Nikolay Pokhilchenko wrote:
Hmm... Which way the ArgyllCMS determinate the printer black point for an RGB printer?
There's no such thing as an RGB printer, so in fact there is already a transform that someone has set up to convert from RGB to the actual printer colorant. So we assume that whoever set this up knows what they were doing, and RGB 0,0,0 must be the black point.
In my practice I can deal with different quality CMYK inks, so the "K" inks hue maybe quite high.
You mean it's not very neutral ?
I think it will be more robust to determine the black point only by gamut envelope (boundaries) and to pay respect to vision adaptation to the printer black.
I don't know of any way of determining black reliably from the gamut boundary.

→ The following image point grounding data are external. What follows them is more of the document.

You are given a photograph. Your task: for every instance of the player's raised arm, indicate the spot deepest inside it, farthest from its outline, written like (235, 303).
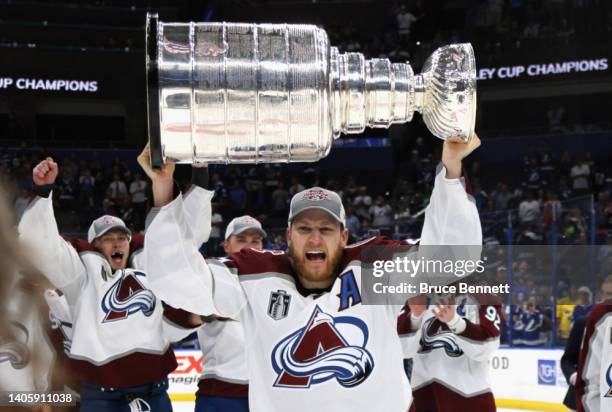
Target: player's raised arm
(178, 274)
(451, 218)
(478, 331)
(54, 257)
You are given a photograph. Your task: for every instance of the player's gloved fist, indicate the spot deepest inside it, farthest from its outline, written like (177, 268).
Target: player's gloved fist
(417, 305)
(454, 152)
(445, 313)
(45, 172)
(165, 173)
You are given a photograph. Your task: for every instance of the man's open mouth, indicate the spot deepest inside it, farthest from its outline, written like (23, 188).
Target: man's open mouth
(315, 256)
(117, 257)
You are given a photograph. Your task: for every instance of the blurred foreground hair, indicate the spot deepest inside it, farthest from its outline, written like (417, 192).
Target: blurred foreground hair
(20, 294)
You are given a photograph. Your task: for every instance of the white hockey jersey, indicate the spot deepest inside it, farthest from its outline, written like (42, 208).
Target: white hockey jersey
(121, 330)
(224, 368)
(451, 371)
(306, 351)
(594, 378)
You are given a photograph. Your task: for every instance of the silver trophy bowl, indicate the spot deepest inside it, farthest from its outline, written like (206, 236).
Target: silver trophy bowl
(267, 93)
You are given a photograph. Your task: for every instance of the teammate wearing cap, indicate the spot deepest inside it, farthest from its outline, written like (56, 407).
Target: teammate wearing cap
(243, 232)
(594, 375)
(121, 331)
(223, 385)
(311, 343)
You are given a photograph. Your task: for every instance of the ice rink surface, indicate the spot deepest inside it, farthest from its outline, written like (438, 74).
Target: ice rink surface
(188, 407)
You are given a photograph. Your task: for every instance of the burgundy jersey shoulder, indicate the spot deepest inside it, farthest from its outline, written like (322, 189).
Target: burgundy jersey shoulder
(378, 247)
(251, 262)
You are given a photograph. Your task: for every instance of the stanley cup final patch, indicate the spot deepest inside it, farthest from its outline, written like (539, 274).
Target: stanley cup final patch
(279, 304)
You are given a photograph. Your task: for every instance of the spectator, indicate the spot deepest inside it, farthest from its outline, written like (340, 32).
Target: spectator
(530, 323)
(67, 188)
(87, 184)
(381, 212)
(296, 186)
(585, 303)
(237, 196)
(552, 209)
(365, 230)
(580, 174)
(218, 187)
(501, 197)
(405, 20)
(215, 238)
(280, 200)
(116, 189)
(574, 229)
(529, 209)
(352, 222)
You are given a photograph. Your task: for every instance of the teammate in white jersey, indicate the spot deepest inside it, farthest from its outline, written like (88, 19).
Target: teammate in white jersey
(121, 330)
(451, 367)
(311, 343)
(594, 376)
(223, 385)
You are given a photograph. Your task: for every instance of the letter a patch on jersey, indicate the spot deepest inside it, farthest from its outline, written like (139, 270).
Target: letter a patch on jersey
(609, 382)
(349, 291)
(126, 297)
(327, 348)
(278, 307)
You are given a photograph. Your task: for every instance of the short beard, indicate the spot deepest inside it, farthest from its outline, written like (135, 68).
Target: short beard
(298, 263)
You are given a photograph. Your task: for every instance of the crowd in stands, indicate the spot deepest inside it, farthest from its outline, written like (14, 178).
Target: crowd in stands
(499, 29)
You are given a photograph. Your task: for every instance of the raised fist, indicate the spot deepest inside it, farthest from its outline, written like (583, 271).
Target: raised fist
(45, 172)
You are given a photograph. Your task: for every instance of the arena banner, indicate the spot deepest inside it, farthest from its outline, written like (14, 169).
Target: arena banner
(545, 69)
(521, 378)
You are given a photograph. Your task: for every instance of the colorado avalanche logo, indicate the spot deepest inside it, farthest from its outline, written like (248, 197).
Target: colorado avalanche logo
(434, 337)
(17, 353)
(65, 328)
(126, 297)
(320, 352)
(609, 382)
(315, 194)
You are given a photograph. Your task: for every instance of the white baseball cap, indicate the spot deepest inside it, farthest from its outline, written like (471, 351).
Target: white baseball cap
(317, 198)
(103, 224)
(242, 223)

The lowest L* could be very non-neutral. There is no such thing as black adaptation.
May be the optimal black point will be at the intersection of the straight line Jab 100,0,0 to 0,0,0 and gamut boundary atthe gamut bottom.
Certainly one of the alternative is to look for the darkest black that has the same hue as the paper. This should make the white to black axis look uniform.
Another variant is to determine the point at the straight line between Jab 0,0,0 and 100,0,0 with J=Jmin, where Jmin - the minimum achievable J value for given gamut with given TIL (without regard for hue). The optimal black point will be the closest for the point determined.
Hmm. That would make an interesting not-quite-neutral "bend" target. Graeme Gill.